おはなし | ナノ 報われない正直者1



「おはよう左近くん、大好き!」


朝の挨拶を放った瞬間、キッと返される冷たい眼差し。
私の大好きな川西左近くんは、ちょっぴりツンデレな、とびきり可愛い子だ。


入学して一目惚れして、知りあって惚れ直して、告白して怒られた。
怒った左近くんもプリティだと感動していたら、からかっているのかと初めての拳を貰ってしまった。
それ以来私に容赦のない左近くんだが、これは…もしやどつき愛というものではないだろうか。
私から左近くんを殴ることなど例え天地が裂けてもありえないから一方的に殴られるのみだが、それはそれで。

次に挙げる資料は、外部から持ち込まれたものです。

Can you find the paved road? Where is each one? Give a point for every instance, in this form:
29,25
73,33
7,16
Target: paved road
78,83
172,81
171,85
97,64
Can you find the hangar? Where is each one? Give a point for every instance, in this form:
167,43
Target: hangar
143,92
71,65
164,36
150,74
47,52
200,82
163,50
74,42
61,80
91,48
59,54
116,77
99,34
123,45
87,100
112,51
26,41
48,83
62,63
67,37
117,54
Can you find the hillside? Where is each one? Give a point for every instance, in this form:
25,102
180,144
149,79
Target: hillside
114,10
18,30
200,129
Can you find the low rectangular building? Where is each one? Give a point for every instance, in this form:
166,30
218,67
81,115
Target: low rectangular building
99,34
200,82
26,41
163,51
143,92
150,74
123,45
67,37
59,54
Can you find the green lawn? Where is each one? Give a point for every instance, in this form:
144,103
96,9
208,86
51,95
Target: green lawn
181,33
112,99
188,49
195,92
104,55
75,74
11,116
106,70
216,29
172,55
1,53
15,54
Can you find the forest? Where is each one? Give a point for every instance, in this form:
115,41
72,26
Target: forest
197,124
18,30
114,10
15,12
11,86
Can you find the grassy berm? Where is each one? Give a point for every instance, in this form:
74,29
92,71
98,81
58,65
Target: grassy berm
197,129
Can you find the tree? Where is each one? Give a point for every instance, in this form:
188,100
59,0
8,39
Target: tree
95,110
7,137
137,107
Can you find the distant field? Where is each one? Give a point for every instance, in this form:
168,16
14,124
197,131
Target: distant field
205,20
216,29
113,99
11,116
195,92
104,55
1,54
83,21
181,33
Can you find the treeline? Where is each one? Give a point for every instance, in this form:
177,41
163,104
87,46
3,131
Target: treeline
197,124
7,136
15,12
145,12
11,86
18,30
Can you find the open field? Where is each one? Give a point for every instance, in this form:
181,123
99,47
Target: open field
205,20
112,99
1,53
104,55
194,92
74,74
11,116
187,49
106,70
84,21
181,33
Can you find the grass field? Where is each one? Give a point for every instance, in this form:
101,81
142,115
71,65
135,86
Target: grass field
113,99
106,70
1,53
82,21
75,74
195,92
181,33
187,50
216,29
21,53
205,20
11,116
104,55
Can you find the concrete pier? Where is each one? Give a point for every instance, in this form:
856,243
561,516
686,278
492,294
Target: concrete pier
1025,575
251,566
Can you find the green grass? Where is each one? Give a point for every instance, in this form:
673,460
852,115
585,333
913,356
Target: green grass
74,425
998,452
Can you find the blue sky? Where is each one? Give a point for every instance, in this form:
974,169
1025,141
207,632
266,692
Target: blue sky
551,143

むふふふふと笑っていると、親友の四郎兵衛がぽかんとした顔で見上げてきた。


「何か良いことでもあった?」


良いことだと?そりゃ、今日は朝から左近くんに会えたし、挨拶出来たし、告白も出来た。お返しの視線まで貰ってしまった。
こりゃあ今日も一日頑張れそうだ。


「四郎兵衛、お前も恋をすれば分かるさ…この胸の高鳴りが」
「三郎次が分かったら危ないって言ってたよ」
「アイツの言葉は三歩歩いたら忘れろ。水泳馬鹿になるぞ」


また私の親友に変な事を吹きこんで。アイツはい組のなかでもとびきり気に食わない。極端に言うと左近くん以外のい組全員気に食わないのだけど。左近くんとクラスメイトだと…羨ましすぎる。
私は自分が丈夫が取り柄な馬鹿だという事実に涙した。もう少し頭が良ければ、ドキドキスクールライフだったのに。